P-CHAT: Formative Self-Assessment using Group Oral Discussion Tasks

Branden Carl Kirchmeyer, Center for Education and Innovation, Sojo University

The group oral discussion task (also known as group discussion test and group oral test) is a popular time-efficient and cost-effective solution for evaluating language learners’ speaking abilities, as it prompts groups of learners to discuss a topic in their target language while a rater observes and evaluates individual speakers simultaneously (Shohamy et al., 1986). The task has been noted as a means to detect changes in speaking proficiency over time (Leaper & Brawn, 2019), and for its ability to generate positive washback in a communicative curriculum (Bonk & Ockey, 2003). Though implementation procedures and utility vary by context, the outcome for learners is often similar: a score (ideally rubric-based) and some feedback (ideally forward-focused). But what if, instead of an evaluation, learners were immediately provided with quantitative data describing their own individual performances? And what if teachers could administer the discussion task to an entire class simultaneously, evaluate individuals later, and track their progress across similar activities over time? Finally, what if researchers could easily collect a range of data types regarding such a task?

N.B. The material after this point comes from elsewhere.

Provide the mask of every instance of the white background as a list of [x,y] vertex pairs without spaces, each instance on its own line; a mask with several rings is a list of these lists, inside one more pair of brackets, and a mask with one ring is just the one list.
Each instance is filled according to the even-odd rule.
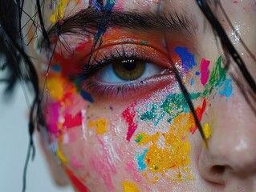
[[[22,191],[24,162],[28,146],[28,106],[23,90],[17,85],[7,102],[0,83],[0,191]],[[44,157],[37,146],[36,156],[27,171],[26,192],[71,192],[71,187],[59,188],[51,180]]]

In this article, I introduce P-CHAT, an online tool designed to provide lower-proficiency (CEFR A1-B1) Japanese learners of English with the means to conduct meaningful formative self-assessment of their own speaking performances on a group oral discussion task. Furthermore, it allows teachers to evaluate individuals asynchronously and monitor their progress over time while also serving as a research instrument capable of collecting multiple types of data relating to L2 English conversations. Awarded “Best Moodle Innovation of 2020” by the Moodle Association of Japan, P-CHAT is described here in terms of the affordances it provides learners, teachers, and researchers.


What is P-CHAT?

Technically speaking, P-CHAT is a plugin (i.e., supplemental programming which adds specific features and functions to existing software) for the Moodle learning management system. It was funded by a JSPS Kaken Grant (19K13309) and programmed by Poodll Co. Ltd., a certified developer of Moodle-based plugins for language teaching and learning. Pedagogically speaking, P-CHAT is a communicative classroom activity wherein learners are individually guided through a four-step sequence of tasks that center around a group discussion. Though intended for use in face-to-face environments, it has been implemented successfully in tandem with video conferencing technology.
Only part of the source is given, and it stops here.